Unfortunately, doctors can't fight inflammation effectively with current anti-inflammatory medications. They inhibit the body's ability to fight infection and they can also worsen the disease states that doctors are trying to overcome. Ibuprofen, for example, can cause stomach bleeding and increase blood pressure. There's even emerging evidence that heavy use of NSAIDs, like ibuprofen and aspirin, might speed up the progression of Alzheimer's disease among patients in the most advanced stages. 

The ideal solution would dampen the damaging impact of inflammation without diminishing its healing effects. To that end, Cedars-Sinai scientists are hard at work identifying agents that specifically target the harmful portions of the inflammatory response and shut it down before it spins out of control.

In the not-too-distant future, doctors may even be able to help their patients turn back the clock on inflammaging. Cedars-Sinai researchers are studying anti-aging factors in the blood.

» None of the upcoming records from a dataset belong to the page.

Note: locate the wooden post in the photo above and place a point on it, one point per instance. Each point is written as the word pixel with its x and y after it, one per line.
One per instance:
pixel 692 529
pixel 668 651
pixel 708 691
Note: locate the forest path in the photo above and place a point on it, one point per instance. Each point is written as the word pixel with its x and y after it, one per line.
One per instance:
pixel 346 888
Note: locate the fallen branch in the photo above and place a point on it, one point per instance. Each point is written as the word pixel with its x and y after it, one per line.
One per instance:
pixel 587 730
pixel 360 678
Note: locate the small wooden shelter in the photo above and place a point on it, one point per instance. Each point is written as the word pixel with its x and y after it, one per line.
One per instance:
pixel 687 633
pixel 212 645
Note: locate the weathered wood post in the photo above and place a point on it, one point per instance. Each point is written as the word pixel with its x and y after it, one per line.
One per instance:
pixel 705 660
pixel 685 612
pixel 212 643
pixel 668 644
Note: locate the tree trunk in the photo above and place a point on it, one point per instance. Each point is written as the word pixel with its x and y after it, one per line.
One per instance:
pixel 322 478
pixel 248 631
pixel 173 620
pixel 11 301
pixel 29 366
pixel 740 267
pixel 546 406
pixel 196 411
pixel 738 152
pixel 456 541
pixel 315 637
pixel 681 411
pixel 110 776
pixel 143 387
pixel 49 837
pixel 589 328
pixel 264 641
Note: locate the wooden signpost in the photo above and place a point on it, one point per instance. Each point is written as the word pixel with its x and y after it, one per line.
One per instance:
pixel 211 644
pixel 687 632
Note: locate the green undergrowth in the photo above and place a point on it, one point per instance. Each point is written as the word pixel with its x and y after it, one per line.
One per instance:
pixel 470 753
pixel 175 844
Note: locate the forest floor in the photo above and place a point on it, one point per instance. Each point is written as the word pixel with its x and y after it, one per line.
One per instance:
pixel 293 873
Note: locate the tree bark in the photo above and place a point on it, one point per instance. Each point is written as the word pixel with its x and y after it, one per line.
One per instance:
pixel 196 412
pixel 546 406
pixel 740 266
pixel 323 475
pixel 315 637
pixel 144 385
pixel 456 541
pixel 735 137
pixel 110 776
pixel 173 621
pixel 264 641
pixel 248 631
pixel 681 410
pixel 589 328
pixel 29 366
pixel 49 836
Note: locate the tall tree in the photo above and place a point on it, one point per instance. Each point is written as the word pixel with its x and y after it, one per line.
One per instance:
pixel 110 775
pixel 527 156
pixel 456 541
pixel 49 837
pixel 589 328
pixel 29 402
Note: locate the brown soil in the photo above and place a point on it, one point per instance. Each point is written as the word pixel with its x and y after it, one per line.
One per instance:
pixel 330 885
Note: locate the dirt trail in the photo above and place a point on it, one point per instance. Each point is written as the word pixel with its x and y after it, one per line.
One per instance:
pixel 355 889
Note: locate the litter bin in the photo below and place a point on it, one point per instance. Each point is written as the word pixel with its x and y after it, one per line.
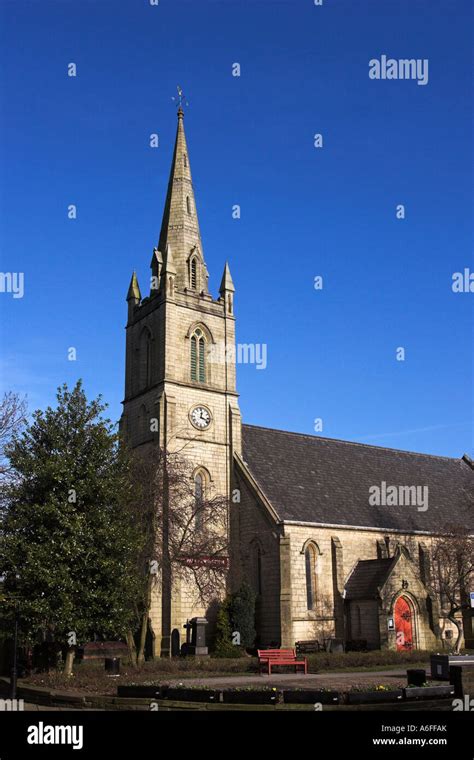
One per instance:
pixel 416 677
pixel 112 666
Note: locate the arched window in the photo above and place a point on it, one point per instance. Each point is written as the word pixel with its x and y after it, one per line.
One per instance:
pixel 311 565
pixel 144 358
pixel 193 274
pixel 357 622
pixel 143 428
pixel 198 356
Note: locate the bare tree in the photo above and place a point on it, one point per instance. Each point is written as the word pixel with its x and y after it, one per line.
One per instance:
pixel 453 562
pixel 12 418
pixel 185 537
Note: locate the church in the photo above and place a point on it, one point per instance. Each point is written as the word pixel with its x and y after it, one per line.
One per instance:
pixel 326 561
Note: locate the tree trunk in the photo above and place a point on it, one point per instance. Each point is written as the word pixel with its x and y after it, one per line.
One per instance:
pixel 132 650
pixel 143 632
pixel 455 622
pixel 69 661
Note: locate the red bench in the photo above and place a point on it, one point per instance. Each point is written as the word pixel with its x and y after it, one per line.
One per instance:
pixel 271 657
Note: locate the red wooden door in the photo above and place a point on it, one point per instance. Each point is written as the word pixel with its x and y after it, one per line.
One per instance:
pixel 403 624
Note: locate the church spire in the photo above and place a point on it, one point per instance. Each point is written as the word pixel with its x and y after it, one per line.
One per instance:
pixel 180 225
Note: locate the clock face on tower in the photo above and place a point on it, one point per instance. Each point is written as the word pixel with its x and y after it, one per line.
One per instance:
pixel 200 417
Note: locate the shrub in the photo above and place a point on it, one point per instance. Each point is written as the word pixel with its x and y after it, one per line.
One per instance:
pixel 242 614
pixel 224 646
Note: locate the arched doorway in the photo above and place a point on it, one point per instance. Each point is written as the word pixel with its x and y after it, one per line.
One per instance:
pixel 404 624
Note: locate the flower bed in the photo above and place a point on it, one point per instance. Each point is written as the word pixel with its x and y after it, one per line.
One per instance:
pixel 309 696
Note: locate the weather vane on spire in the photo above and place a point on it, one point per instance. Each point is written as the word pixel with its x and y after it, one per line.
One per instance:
pixel 180 99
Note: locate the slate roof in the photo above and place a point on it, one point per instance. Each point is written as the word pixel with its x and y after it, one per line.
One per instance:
pixel 367 576
pixel 323 480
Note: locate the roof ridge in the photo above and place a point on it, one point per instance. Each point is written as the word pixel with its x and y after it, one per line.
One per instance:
pixel 353 443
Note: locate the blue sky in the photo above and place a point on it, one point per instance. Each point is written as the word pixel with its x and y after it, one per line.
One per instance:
pixel 304 211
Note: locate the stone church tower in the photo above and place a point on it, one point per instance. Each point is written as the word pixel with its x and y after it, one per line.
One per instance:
pixel 176 394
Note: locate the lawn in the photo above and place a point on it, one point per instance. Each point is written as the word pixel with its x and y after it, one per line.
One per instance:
pixel 91 678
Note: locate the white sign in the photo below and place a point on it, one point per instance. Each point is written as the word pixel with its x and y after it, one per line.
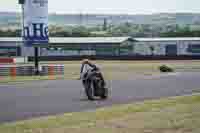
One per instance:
pixel 36 22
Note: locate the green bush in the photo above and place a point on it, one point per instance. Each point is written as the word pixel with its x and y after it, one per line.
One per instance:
pixel 165 68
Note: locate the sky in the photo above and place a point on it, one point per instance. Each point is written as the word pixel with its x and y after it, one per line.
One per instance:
pixel 113 6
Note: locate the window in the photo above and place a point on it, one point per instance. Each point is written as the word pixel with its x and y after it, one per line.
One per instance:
pixel 193 48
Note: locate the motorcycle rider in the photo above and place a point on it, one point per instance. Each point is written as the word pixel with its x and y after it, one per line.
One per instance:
pixel 88 69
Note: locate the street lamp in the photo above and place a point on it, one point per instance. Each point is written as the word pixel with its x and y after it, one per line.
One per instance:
pixel 22 2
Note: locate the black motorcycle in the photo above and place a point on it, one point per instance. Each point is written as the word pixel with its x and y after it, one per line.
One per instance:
pixel 94 85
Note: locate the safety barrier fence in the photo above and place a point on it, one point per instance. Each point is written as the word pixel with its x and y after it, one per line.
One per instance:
pixel 14 70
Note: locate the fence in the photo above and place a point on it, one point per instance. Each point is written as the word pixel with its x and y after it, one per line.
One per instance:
pixel 14 70
pixel 122 57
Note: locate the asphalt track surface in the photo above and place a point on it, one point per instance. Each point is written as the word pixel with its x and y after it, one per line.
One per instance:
pixel 42 98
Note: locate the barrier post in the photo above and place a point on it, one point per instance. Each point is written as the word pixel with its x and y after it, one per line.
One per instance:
pixel 51 72
pixel 13 72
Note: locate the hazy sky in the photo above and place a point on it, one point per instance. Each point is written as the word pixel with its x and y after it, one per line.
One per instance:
pixel 112 6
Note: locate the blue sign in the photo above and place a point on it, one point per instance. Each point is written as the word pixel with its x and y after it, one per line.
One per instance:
pixel 35 30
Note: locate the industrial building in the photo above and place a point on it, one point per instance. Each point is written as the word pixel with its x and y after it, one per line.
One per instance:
pixel 113 46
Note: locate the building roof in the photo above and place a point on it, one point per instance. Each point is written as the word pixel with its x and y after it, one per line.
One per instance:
pixel 167 39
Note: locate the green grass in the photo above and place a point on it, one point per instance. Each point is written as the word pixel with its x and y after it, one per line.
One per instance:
pixel 115 69
pixel 172 115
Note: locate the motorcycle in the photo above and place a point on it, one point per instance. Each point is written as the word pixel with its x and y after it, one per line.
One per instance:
pixel 94 85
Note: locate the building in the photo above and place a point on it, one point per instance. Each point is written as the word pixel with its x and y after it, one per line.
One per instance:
pixel 111 46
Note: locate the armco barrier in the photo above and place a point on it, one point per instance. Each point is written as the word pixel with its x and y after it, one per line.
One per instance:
pixel 14 70
pixel 122 57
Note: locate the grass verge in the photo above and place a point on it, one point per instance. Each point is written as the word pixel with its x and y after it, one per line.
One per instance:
pixel 172 115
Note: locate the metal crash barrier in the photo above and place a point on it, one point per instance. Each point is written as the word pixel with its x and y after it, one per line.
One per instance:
pixel 29 70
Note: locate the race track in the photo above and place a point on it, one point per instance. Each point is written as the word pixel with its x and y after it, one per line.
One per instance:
pixel 41 98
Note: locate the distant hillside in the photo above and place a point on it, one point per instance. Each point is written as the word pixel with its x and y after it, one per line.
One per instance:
pixel 96 19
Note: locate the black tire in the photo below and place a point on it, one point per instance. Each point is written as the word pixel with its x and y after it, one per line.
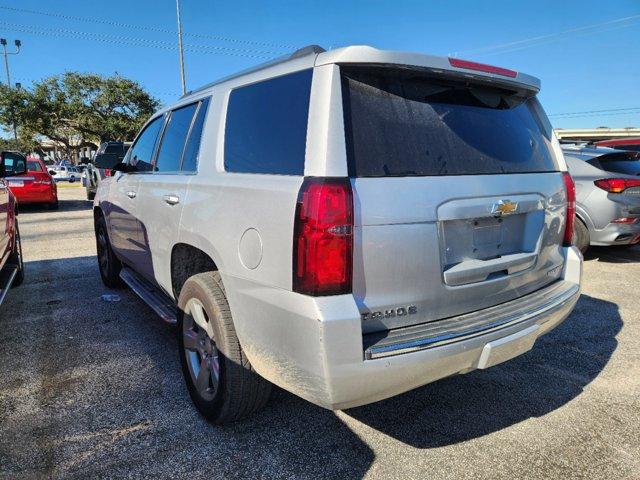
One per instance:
pixel 238 391
pixel 581 236
pixel 17 260
pixel 108 263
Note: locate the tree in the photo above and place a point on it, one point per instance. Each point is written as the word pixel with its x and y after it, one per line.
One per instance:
pixel 76 110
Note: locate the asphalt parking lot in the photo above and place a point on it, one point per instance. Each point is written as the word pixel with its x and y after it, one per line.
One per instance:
pixel 90 388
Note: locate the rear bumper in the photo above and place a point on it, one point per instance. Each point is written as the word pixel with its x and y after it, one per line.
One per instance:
pixel 615 234
pixel 314 347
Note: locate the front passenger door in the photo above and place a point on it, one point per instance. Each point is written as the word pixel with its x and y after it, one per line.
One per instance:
pixel 122 212
pixel 163 193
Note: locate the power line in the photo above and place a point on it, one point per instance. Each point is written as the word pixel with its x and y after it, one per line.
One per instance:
pixel 143 27
pixel 541 39
pixel 593 111
pixel 143 42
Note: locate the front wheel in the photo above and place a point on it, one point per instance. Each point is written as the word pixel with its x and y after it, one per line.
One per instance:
pixel 221 382
pixel 108 263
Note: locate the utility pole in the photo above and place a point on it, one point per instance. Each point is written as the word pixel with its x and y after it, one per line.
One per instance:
pixel 18 44
pixel 181 52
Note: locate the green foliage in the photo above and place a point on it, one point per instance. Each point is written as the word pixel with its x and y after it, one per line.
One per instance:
pixel 76 109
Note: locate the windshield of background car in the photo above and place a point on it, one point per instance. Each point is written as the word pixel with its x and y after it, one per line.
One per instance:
pixel 402 122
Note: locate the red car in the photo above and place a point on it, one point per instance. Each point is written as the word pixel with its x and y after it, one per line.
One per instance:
pixel 621 144
pixel 34 186
pixel 11 265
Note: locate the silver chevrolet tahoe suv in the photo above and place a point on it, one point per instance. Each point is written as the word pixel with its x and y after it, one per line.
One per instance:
pixel 346 224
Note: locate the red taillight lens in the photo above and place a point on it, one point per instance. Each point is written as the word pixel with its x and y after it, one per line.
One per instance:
pixel 616 185
pixel 481 67
pixel 570 188
pixel 323 237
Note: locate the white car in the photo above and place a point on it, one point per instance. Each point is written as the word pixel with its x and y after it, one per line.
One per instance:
pixel 63 173
pixel 348 225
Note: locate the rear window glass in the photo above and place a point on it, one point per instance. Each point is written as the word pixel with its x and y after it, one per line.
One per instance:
pixel 400 122
pixel 266 126
pixel 34 167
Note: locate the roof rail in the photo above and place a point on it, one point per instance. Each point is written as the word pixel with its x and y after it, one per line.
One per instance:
pixel 301 52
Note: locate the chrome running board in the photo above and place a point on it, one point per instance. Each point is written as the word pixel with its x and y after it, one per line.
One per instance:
pixel 152 296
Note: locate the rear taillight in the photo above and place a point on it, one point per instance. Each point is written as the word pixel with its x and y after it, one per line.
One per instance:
pixel 624 220
pixel 481 67
pixel 323 237
pixel 616 185
pixel 570 188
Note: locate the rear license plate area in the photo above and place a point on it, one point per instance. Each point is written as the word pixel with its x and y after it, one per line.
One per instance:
pixel 485 238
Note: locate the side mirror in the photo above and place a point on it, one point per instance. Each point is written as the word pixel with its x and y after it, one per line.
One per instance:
pixel 121 167
pixel 12 164
pixel 106 160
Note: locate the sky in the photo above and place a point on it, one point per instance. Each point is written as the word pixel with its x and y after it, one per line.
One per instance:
pixel 585 52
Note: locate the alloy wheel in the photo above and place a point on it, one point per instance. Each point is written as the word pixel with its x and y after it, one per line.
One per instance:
pixel 200 350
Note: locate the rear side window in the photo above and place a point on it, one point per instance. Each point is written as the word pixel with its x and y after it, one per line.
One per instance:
pixel 266 126
pixel 626 162
pixel 13 162
pixel 142 150
pixel 403 123
pixel 192 149
pixel 174 138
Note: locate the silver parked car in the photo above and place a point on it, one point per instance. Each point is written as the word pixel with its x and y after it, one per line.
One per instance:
pixel 348 225
pixel 607 195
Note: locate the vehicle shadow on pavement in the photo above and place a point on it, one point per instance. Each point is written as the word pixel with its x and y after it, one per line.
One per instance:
pixel 622 254
pixel 468 406
pixel 96 390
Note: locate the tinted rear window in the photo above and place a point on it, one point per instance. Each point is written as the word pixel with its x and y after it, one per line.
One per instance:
pixel 403 123
pixel 34 166
pixel 266 126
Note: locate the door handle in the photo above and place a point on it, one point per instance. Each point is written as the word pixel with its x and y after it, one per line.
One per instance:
pixel 172 199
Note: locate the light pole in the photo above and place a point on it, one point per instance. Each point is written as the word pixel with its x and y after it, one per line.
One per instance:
pixel 18 44
pixel 180 50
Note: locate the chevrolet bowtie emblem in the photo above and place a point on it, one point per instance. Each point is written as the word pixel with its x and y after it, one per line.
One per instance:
pixel 504 207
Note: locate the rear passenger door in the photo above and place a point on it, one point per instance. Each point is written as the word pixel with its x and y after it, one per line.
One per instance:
pixel 162 194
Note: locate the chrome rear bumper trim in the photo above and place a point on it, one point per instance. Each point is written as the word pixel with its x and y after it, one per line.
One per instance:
pixel 542 303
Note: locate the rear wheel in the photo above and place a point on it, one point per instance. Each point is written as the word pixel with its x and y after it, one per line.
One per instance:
pixel 219 377
pixel 16 258
pixel 108 263
pixel 581 236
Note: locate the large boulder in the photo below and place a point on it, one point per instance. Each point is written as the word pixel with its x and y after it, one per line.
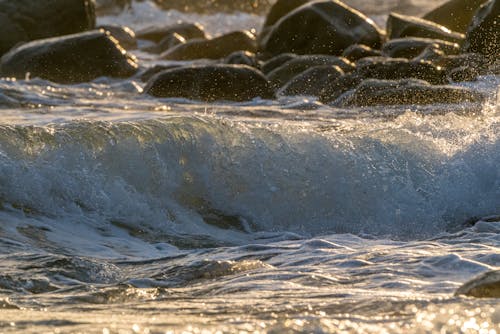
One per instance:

"We did a study where we transplanted bone marrow from young mice into old mice, like a bone marrow transplant," Goodridge says. "Six months later, the old mice had improved learning and memory, and less inflammation in their brains." She notes that investigators are still trying to determine if it's more important to reduce pro-aging factors or replace anti-aging factors—or do both. 

While those treatments are still years down the road, you can do plenty of things to help lower your inflammatory load in the meantime. "It's highly likely that living a lifestyle that limits systemic inflammation and infection is going to diminish the negative effects of aging," Koronyo says. "Ample evidence shows that leading a healthy lifestyle decreases your risk of chronic diseases."

The basic tenets of that healthy lifestyle probably sound familiar: Exercise, eat a whole-food, plant-based diet that limits sugar and saturated fat, and practice stress-reduction strategies, such as meditation, yoga and deep breathing. Most important, get your annual flu shot (data show that getting vaccinated against the flu significantly reduces the risk of heart attacks and even Alzheimer's disease) and get plenty of sleep. Your body will thank you.